Este ajuste legal implica derogar el apartado que castigaba con penas de prisión las injurias graves contra el Rey y sus descendientes, así como eliminar el artículo que prohibía el uso de imágenes que menoscabaran el prestigio de la Corona. Además, desaparecen las menciones específicas a injurias contra altos organismos del Estado y símbolos nacionales, buscando uniformizar el régimen delictivo del honor.

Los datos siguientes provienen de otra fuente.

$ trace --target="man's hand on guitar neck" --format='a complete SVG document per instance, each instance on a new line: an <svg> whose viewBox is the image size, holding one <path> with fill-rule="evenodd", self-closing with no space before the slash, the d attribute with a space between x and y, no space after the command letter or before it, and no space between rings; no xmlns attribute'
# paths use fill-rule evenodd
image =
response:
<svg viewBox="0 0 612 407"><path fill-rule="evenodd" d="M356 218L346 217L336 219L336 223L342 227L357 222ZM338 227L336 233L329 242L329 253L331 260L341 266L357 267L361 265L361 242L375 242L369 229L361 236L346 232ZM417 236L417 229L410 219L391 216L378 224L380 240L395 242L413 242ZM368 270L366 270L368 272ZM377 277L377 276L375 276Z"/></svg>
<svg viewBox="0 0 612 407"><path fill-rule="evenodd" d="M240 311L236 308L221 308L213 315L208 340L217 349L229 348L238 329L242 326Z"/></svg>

No obstante, la reforma consolida una línea roja: mientras las críticas y opiniones duras pero legítimas quedan amparadas por la libertad de expresión, el Gobierno preserva la facultad de sancionar actos simbólicos o burlas públicas que tengan como fin degradar y humillar a la institución monárquica. Esto responde a quejas políticas tanto de la derecha como de la izquierda y a casos notorios, como el uso de muñecos representando al Rey en protestas, que han generado una fuerte controversia.

Con esta medida, la protección penal específica a la Corona pierde fuerza histórica, situando al Rey en un estatus jurídico similar al resto de los ciudadanos respecto a las injurias. No obstante, mantiene un resguardo para actos que sobrepasan la dimensión de simples críticas y entran en el terreno del desprestigio público organizado.